La velocidad del lanzamiento (pitch velocity) es la velocidad de la pelota que suelta el pitcher y se mide con la pistola de velocidad (un aparato de medición por radar). En Japón se emplea como unidad el km/h y en las Grandes Ligas la mph (millas por hora). La velocidad es el indicador más intuitivo de la capacidad de un lanzador, y la recta que pasa de los 150 km/h se mira con ojos especiales como una bola de fuego. La historia de la velocidad de lanzamiento en la NPB está estrechamente ligada a la evolución de la tecnología de medición. La pistola de velocidad se introdujo en los estadios en la segunda mitad de la década de 1970, y antes de eso la velocidad de los lanzadores no podía más que estimarse.

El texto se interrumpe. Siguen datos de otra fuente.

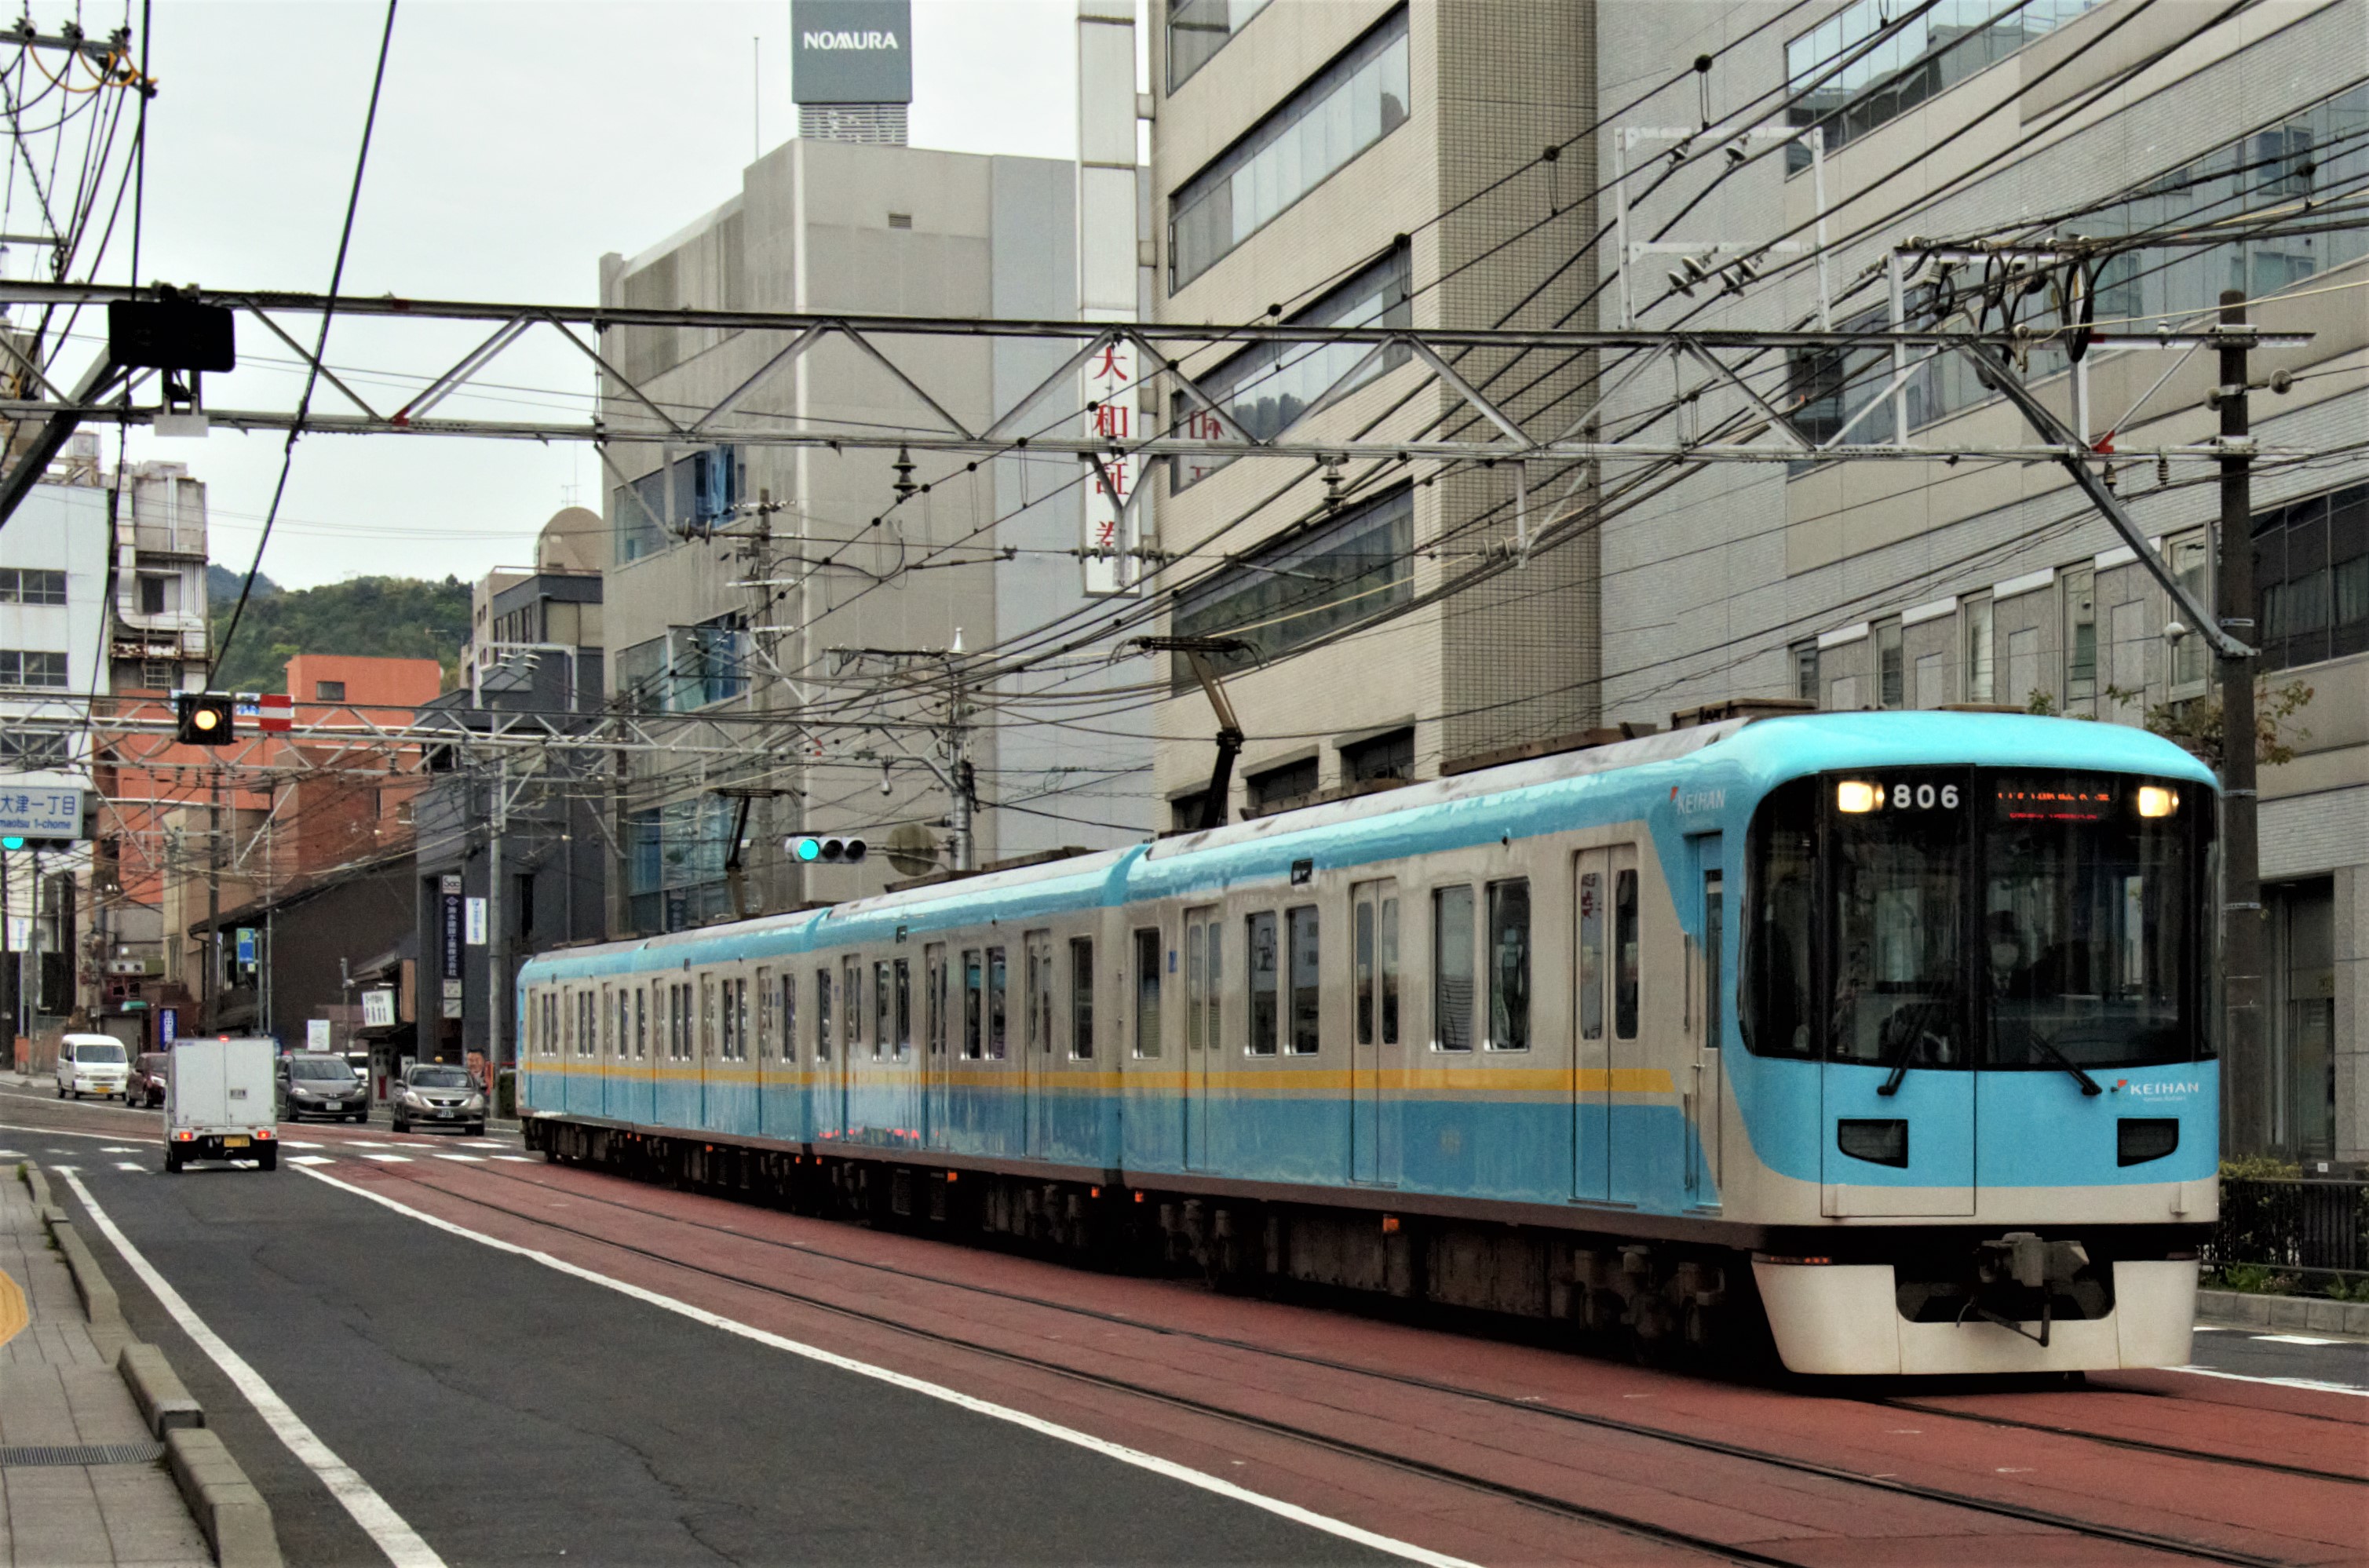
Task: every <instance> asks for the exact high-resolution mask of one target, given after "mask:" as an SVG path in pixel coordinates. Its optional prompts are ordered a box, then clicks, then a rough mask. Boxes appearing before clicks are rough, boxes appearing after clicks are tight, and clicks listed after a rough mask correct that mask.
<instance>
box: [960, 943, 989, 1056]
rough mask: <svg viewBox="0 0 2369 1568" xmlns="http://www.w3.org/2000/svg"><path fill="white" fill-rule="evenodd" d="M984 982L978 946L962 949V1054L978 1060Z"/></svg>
mask: <svg viewBox="0 0 2369 1568" xmlns="http://www.w3.org/2000/svg"><path fill="white" fill-rule="evenodd" d="M983 983H986V971H983V966H981V952H978V947H964V950H962V1054H964V1056H969V1059H971V1061H978V1052H981V1040H983V1030H986V1007H983V1004H981V995H978V990H981V985H983Z"/></svg>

Desde que la medición se generalizó, la velocidad pasó a ser un elemento imprescindible en la valoración de un pitcher. La máxima velocidad de un lanzador japonés es de 165 km/h, marca que registró Shohei Ohtani en su época de la NPB y que Roki Sasaki igualó en 2023, una cifra que se equipara con lo mejor de las Grandes Ligas. En los últimos años la inflación de la velocidad es notoria y ya no resulta raro el lanzador que tira rectas de más de 150 km/h. Detrás de ello están el avance de la ciencia del entrenamiento, la difusión del trabajo con pesas y la optimización de la mecánica de lanzamiento. Por otra parte, hay quienes advierten que la búsqueda de velocidad aumenta la carga sobre el codo y el hombro y eleva el riesgo de lesión. La velocidad es un arma importante, pero solo despliega su verdadero valor cuando se combina con el control y con la calidad de los lanzamientos rompientes. El pitcher que se apoya únicamente en la velocidad es descifrado con facilidad por los bateadores y difícilmente logra un éxito duradero.